The Lasalle Loop, Part One

On Saturday I walked the Lasalle Loop with Avrom Shtern and Andrew Dawson. Some of you may recall our exploration of The Doney Spur two years ago here, here, here, here, and here, so we were very much overdue for this trek.

The LaSalle Loop
As industry began to move into the newly incorporated town of LaSalle, an area still poorly served by mass transit, CP decided to built another line in the area, which came to be known as the ‘LaSalle Loop’. Built in the 1920s, it cut across the open countryside from Highlands to the Montreal streetcar terminus at the end of Allard Street, and thence down along the outside of the Montreal city line to join the South Branch at ‘Power Junction’, just east of the LaSalle Coke Plant. Trains then headed eastward along the South Branch as far as Church Street in Cote St. Paul. Although built primarily for freight, passengers were carried on through the end of World War II.”

And Andrew wrote that, “according to Michael Leduc’s “Montreal Island Railway Stations CP & Constituent Companies”, the LaSalle Loop line opened in August of 1922. Passenger service on the line was from 1922 to 1935, though during WWII it was reinstated. Trains ran from Highlands(today LaSalle) to Cote St.Paul on the South Bank Branch. The passenger equipment used would have been self propelled. Much like this battery car below or a gas-electric.
Here is a map of the part of the Lasalle Loop that runs from roughly the Angrigon Metro to the Saint Lawrence Bridge.

We met at the Angrignon Metro.

And started off exploring a tract of land east of there where the Lasalle Loop once ran.

Lasalle might be one of the most intense garden communities on the island as we found out on this trip. And, like this stretch of Ville Emard, most of it is not visible from the streets.

Obelisk near Allard and Irwin which is roughly where the Lasalle Loop passenger trains would have hooked up with the Montreal tram system (#36 bus route today).

The foundation of one of the factories recently torn down – Loblaw’s roof in background.

We began our march to the river along here. This building is a garage for Metro cars. The Lasalle Loop actually ran along the private property to the right.

We checked out the development alongside the park. Talk about there goes your view!

No back yards (there is a tricky short cut to the park, but not for the physically challenged or the elderly)

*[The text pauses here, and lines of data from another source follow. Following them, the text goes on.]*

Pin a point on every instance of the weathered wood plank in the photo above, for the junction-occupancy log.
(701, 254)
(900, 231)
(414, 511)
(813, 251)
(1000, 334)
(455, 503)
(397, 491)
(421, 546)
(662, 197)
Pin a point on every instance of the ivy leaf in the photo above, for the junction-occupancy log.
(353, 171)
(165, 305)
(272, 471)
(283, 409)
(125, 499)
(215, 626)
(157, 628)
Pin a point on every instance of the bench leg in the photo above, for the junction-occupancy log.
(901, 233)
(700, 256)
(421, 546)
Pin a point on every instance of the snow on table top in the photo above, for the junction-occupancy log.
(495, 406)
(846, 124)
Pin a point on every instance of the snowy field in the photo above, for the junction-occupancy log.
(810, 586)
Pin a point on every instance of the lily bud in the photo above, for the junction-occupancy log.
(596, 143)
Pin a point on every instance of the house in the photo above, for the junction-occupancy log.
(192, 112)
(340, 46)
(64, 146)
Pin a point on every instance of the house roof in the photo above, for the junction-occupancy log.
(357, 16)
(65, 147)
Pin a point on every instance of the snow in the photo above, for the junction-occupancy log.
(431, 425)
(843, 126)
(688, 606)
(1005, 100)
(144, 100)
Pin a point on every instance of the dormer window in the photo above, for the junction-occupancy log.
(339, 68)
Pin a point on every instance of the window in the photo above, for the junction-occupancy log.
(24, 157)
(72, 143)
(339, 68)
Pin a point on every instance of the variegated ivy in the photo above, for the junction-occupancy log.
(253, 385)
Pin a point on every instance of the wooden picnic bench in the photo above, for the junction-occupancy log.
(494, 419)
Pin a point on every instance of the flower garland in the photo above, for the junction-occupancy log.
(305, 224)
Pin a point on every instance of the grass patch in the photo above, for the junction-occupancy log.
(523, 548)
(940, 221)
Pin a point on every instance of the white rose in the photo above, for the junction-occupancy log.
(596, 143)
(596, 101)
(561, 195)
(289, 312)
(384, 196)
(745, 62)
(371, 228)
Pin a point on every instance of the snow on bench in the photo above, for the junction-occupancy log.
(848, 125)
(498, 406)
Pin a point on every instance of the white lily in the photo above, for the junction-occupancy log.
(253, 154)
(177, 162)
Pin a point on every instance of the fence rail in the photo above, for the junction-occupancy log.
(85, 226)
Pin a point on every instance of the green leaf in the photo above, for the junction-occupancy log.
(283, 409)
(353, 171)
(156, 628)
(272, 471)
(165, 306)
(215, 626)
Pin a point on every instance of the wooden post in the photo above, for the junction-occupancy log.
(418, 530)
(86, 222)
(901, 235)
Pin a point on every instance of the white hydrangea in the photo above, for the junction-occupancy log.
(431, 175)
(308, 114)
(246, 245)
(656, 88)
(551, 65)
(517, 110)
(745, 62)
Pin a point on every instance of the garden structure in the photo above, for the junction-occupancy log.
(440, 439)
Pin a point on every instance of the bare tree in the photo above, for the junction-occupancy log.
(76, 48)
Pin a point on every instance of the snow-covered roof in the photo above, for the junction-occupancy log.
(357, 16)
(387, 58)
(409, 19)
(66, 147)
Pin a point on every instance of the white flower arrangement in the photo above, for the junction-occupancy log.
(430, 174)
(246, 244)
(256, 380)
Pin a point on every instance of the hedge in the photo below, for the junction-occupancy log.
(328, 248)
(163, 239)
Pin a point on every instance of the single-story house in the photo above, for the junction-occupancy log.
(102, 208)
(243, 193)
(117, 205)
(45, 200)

That green hill on the horizon is actually one of the largest PCB dumps in Quebec.

Metro garage from west end.

Just not sure about building car culture so close to a Metro Station.

At least the sidewalks in the project seem wide enough to serve pedestrians and cyclists.

And here, at the northwest corner of Angrignon Park, we begin along the actual right of way of the Lasalle Loop.

Stay tuned for Part 2!

4 responses to “The Lasalle Loop, Part One

  1. The “car culture so close to the metro” comment is sort of a little out of line, considering that the Lasalle loop area is less than a mile from the 20.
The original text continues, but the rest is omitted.